Le défi politique est double : il faut tout à la fois stabiliser les Balkans et reconstruire les Etats. Le cadre international, fixé par les accords de Dayton et la résolution 1244 du Conseil de sécurité, ainsi que l'accord d'Ohrid intervenu en ARYM sont stricts et reposent sur le respect des frontières actuelles ainsi que sur la volonté très nette de préserver un équilibre intercommunautaire ou interethnique à l'intérieur d'Etats reconnus internationalement.

Cet équilibre est fragile. Il a néanmoins permis de stabiliser la situation et d'empêcher jusqu'à présent de nouveaux déferlements de violence tant en Bosnie qu'au Kosovo, même s'il y a des zones de tensions dans l'entité serbe de Bosnie, au Kosovo et en Macédoine.

L'évolution passe par le soutien à la mise en place d'institutions démocratiques et efficaces et l'avènement de responsables représentatifs, capables de gérer des Etats pérennes ou des entités largement autonomes à l'intérieur de frontières stabilisées.

Mais ces actions seraient insuffisantes en l'absence d'une réflexion approfondie sur la politique qu'il faudra mener à moyen et long terme. La communauté internationale doit s'interroger sur le sens de son action, les objectifs qu'elle poursuit, l'adéquation de ses moyens à ses ambitions et à son mode d'intervention. Les responsables sur le terrain, notamment les militaires, s'interrogent sur la durée et l'ampleur de leur engagement au Kosovo.

Le régime actuel de protectorat international ne peut en outre durer indéfiniment, tant en Bosnie qu'au Kosovo, car il risquerait de déboucher sur une démotivation profonde des responsables locaux qui sont trop dépendants d'une présence internationale toute puissante dont ils attendent tout.

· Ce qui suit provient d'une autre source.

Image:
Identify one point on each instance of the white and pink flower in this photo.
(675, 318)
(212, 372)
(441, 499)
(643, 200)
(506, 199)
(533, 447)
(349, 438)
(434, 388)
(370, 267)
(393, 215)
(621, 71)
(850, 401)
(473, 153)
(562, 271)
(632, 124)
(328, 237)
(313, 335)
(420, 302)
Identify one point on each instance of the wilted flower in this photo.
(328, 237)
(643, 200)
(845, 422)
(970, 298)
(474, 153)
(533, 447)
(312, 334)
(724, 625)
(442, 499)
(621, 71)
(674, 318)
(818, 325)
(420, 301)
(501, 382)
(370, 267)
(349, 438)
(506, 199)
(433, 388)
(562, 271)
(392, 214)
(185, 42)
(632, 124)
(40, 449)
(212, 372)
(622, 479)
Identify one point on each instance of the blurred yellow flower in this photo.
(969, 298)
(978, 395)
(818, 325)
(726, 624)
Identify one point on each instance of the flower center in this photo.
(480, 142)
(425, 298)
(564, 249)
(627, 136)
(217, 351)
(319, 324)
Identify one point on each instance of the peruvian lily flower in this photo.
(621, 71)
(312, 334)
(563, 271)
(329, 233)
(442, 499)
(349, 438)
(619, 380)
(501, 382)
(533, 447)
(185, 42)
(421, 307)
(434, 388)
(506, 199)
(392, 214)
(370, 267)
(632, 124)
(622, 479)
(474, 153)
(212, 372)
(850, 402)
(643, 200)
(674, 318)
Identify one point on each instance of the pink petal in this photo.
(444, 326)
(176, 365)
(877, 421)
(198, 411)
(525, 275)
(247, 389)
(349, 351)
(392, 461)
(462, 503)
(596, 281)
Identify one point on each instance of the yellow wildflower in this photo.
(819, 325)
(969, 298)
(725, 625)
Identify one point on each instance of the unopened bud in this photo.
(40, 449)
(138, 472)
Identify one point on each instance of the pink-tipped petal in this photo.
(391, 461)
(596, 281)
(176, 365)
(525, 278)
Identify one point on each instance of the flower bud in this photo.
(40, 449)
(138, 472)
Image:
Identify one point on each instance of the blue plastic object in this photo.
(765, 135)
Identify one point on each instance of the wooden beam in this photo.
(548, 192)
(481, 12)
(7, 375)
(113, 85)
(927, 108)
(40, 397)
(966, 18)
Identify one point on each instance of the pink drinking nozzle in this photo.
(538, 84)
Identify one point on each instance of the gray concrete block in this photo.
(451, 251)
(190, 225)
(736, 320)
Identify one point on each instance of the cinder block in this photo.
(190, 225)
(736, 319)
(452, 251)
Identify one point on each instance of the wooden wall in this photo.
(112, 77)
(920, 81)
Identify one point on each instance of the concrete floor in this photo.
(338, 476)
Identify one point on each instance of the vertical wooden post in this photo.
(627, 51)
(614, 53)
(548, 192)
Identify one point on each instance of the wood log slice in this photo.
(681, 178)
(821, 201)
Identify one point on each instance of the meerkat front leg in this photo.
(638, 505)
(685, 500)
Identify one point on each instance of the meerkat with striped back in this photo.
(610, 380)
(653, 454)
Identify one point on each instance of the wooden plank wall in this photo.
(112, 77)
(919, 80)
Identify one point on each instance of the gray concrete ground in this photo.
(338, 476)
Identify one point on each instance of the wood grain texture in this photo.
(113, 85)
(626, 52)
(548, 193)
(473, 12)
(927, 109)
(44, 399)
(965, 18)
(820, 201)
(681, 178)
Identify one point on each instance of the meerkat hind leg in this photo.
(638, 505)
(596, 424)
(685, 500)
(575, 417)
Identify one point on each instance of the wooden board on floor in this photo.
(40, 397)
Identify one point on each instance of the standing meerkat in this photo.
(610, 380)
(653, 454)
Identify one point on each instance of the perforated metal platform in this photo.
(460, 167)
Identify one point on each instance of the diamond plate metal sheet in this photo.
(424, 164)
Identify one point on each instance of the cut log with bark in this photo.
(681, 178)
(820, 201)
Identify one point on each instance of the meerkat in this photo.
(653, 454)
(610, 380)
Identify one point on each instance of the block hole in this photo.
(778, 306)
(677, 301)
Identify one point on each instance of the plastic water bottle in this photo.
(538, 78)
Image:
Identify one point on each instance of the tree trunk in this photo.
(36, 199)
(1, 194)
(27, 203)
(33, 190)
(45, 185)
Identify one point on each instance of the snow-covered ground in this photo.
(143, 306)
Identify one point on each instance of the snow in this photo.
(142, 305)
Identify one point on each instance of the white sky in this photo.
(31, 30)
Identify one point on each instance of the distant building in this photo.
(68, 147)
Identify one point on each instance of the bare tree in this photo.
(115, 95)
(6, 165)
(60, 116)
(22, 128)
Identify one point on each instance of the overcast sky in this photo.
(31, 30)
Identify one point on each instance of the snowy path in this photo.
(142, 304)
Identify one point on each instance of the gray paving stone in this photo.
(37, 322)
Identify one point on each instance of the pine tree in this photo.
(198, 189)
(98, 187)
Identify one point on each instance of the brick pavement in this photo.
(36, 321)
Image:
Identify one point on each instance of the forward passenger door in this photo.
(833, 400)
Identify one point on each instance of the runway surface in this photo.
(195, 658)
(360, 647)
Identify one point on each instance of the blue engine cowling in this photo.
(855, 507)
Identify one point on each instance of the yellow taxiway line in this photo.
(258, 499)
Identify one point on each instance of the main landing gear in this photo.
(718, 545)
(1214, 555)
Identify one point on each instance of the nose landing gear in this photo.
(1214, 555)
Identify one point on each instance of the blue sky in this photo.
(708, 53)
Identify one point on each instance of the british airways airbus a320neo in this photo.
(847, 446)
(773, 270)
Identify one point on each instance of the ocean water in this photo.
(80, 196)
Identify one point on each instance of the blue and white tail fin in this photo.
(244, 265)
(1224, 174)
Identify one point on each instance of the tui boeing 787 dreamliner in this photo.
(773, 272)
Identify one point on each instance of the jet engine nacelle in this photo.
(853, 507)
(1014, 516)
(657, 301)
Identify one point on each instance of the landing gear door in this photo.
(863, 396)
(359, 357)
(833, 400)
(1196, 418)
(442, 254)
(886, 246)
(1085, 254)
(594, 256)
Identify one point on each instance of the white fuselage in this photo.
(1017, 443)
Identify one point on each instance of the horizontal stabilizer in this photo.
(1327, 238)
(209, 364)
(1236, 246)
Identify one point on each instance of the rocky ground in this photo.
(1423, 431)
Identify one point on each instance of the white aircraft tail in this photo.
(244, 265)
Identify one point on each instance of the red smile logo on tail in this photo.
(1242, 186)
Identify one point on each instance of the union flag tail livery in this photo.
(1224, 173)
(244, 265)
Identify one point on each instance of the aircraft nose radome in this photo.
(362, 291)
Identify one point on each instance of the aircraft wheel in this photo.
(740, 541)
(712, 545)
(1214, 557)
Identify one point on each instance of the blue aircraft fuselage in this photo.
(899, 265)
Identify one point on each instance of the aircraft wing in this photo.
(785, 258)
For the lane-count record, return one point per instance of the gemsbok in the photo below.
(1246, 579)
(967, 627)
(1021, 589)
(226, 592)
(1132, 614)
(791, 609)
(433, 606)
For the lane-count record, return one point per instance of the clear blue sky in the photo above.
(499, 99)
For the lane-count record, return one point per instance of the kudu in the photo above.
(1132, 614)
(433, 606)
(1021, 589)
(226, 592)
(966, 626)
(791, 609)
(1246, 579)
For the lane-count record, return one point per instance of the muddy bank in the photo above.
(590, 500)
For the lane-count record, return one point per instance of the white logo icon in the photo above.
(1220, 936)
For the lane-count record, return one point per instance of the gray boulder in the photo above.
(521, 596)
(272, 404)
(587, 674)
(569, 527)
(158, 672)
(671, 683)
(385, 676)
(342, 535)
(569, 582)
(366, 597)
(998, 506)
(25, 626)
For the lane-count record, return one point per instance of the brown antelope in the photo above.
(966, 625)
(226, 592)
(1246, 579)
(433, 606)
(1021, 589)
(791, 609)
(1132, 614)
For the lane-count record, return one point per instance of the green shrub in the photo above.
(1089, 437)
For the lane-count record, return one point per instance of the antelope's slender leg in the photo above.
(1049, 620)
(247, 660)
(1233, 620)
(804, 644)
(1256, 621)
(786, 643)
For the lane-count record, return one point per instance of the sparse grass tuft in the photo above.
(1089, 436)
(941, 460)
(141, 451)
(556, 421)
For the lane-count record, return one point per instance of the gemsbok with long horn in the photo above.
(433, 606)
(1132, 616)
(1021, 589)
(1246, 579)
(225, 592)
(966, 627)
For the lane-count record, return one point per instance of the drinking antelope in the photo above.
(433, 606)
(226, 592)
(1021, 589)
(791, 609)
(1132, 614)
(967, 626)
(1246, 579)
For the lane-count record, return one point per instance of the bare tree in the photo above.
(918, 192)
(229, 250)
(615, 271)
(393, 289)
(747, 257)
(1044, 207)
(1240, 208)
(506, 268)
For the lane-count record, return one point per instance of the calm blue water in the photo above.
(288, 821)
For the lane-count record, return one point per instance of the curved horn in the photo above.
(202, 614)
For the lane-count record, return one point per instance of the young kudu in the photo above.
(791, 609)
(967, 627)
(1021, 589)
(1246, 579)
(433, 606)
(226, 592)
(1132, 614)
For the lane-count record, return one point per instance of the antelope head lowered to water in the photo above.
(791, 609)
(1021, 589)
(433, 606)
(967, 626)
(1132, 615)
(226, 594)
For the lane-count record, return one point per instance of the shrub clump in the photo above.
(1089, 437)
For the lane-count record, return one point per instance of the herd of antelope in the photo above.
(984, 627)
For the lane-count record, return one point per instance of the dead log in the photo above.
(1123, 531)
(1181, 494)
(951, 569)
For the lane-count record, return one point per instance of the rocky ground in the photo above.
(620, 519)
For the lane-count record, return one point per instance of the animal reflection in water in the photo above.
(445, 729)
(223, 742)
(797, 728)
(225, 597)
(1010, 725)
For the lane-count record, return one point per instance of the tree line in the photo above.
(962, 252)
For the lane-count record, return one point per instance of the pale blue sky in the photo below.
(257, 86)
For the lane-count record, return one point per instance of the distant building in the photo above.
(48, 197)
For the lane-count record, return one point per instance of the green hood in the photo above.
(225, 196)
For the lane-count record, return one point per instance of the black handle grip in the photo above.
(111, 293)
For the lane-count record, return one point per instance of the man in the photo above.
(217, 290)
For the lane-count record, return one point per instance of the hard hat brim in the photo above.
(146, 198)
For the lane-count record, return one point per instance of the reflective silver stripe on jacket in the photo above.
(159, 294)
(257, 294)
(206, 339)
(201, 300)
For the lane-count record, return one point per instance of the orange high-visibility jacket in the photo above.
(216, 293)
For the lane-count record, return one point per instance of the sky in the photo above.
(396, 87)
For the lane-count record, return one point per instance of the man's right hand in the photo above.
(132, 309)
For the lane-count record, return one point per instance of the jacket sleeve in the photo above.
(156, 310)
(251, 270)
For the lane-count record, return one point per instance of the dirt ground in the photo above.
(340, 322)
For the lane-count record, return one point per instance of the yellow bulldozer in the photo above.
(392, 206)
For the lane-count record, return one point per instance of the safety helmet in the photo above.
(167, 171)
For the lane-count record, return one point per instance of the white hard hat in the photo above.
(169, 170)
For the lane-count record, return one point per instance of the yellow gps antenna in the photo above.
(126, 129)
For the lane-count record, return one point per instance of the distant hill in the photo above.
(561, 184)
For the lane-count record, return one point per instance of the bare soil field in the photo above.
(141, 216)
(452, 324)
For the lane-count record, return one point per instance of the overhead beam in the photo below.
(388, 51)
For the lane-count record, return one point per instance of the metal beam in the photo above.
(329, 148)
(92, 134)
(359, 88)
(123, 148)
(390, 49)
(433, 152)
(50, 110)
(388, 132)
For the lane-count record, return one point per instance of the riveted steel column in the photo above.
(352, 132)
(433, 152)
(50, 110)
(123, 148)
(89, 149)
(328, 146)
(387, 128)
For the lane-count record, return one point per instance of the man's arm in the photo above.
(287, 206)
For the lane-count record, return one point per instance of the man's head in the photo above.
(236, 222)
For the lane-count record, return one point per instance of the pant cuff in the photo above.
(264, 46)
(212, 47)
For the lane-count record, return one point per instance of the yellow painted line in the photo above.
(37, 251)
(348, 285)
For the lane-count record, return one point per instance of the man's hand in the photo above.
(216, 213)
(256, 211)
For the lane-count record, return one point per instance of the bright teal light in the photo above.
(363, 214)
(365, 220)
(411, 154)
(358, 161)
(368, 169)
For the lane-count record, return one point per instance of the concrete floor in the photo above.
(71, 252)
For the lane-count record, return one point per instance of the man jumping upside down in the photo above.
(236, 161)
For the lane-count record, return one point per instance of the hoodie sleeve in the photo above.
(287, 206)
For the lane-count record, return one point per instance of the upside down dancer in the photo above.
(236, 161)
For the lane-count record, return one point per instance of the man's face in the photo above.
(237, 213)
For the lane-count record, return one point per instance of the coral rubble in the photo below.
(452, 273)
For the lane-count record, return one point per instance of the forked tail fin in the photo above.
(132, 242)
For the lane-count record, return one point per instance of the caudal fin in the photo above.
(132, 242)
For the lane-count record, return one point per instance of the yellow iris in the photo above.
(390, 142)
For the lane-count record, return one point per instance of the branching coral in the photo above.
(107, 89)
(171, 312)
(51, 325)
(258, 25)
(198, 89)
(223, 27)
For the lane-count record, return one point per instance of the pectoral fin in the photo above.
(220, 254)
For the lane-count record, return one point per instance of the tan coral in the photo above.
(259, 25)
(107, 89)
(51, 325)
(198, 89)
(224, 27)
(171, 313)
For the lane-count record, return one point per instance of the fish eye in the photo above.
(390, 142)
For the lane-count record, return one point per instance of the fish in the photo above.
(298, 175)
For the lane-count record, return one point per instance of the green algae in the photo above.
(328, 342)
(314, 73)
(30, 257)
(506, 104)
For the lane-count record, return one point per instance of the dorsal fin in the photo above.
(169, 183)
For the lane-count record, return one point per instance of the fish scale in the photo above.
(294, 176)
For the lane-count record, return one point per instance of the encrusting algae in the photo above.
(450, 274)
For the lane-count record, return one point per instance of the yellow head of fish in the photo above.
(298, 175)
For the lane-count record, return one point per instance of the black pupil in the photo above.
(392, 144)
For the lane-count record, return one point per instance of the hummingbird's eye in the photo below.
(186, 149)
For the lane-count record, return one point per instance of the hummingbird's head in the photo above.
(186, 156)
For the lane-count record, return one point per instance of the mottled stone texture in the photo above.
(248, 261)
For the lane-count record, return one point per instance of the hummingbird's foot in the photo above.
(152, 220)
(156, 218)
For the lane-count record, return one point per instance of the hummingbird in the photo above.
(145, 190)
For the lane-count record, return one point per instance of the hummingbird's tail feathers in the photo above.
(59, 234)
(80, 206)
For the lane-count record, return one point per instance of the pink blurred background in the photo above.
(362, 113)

Il n'est cependant pas souhaitable d'envisager un désengagement à court ni même à moyen terme. La zone paraît trop fragile et les risques de conflit restent élevés, tant au Monténégro si la population manifestait clairement par référendum son souhait d'indépendance qu'en Macédoine si l'équilibre délicat instauré par les accords d'Orhid était rompu, ou en Bosnie-Herzégovine demeurant tiraillée entre ses deux entités. A cet égard, la Serbie ne semble plus attacher beaucoup d'importance à la tentation du Monténégro de faire sécession de la République fédérale de Yougoslavie. Sa réalisation comporterait cependant un risque élevé de déstabilisation de la région, compte tenu de ses effets potentiels sur la Macédoine, le Kosovo où elle attiserait la tentation d'un grand Kosovo, et le maintien des accords de Dayton dans l'hypothèse d'un rapprochement de l'entité serbe de Bosnie et de la Serbie.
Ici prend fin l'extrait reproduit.